Optimally a PAG system will get many times more energy from 500 tons of e-waste than a coal fired plant gets from 5,000 tons of coal. A PAG system that burns only coal is several hundred percent more efficient that a boiler-based coal fired plant. It's for this reason that PAG systems according to the present disclosure can take both bed and fly ash, which have already been through a boiler system, and still extract a lot of energy from them with a PAG.
In exemplary embodiments, an e-waste PAG system can provide electrical energy and heat for powering air conditioning systems (160 degree water can produce 41 degree refrigerated air).
E-waste is generated in two basic process. First, the manufacturing of the items, and second the discarding and disposal of the finished product at the end of its lifecycle. In almost all manufacturing processes, the manufacturing generates the greater amount of waste. Formosa Plastics, at one time the world's largest supplier of electronic product cases and housings had a waste to finished product ration of 1.5:1. For every pound of finished product that went out the door, one and a half pounds of the same material went into a disposal bin. Recycling was, in most cases, more costly than starting from scratch. Much like recycling glass is today.
One skilled in the art will appreciate that embodiments and/or portions of embodiments of the present disclosure can be implemented in/with computer-readable storage media (e.g., hardware, software, firmware, or any combinations of such), and can be distributed and/or practiced over one or more networks.
Embodiments of the present disclosure can provide electricity or other energy (e.g., heat, warm water, etc.) off the local or regional/national electricity grid.
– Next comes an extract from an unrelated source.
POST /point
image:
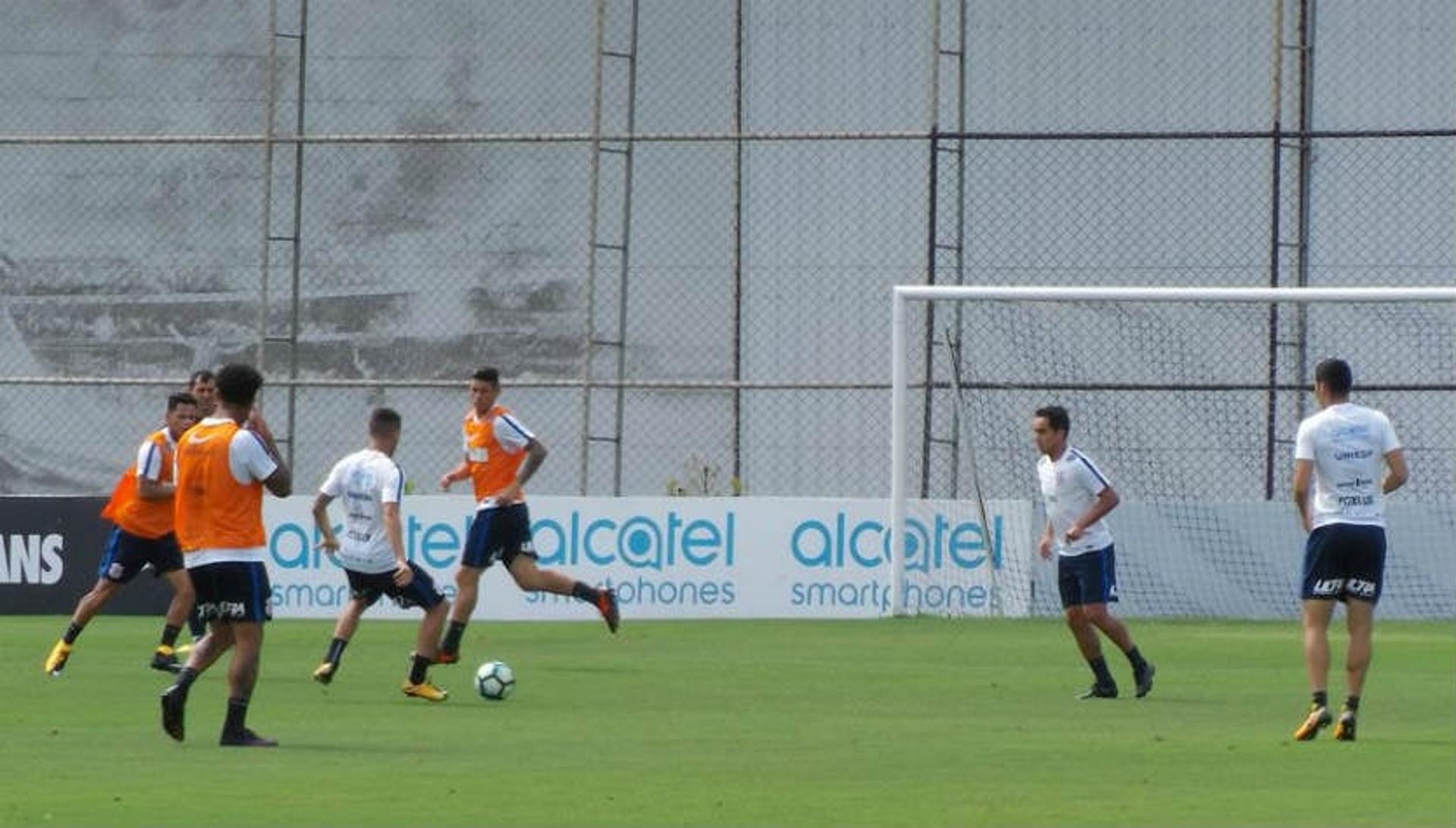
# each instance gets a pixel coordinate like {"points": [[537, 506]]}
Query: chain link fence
{"points": [[673, 229]]}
Further, embodiments can include a portable plasma reactor on a vehicle for incineration at a facility, with simultaneous or subsequent transmission of resulting syngas and/or electricity.
Steps or operations (or portions of such) as described herein, including processing functions to derive, learn, or calculate formula and/or mathematical models utilized and/or produced by the embodiments of the present disclosure, can be processed by one or more suitable processors, e.g., central processing units (“CPUs) implementing suitable code/instructions in any suitable language (machine dependent on machine independent). Furthermore, embodiments of the present disclosure can be implemented as or include signals, e.g., wireless RF or infrared signals or electrical signals over a suitable medium such as optical fiber or conductive network.
While certain embodiments and/or aspects have been described herein, it will be understood by one skilled in the art that the methods, systems, and apparatus of the present disclosure may be embodied in other specific forms without departing from the spirit thereof. Accordingly, the embodiments described herein are to be considered in all respects as illustrative of the present disclosure and not restrictive.

Claims

1. A plasma assisted gassifation (PAG) system adapted for use with a data center, the system comprising:

a shredder;

a primary reactor configured to incinerate e-waster by application of plasma and producing syngas;

a primary heat exchanger;

a gas turbine for producing electricity from syngas;

a syngas scrubber; and

a system controller.

2. The system of claim 1, wherein the controller is programmed to control the electrical output of the gas turbine to match the needs of a data center electrically connected to the system.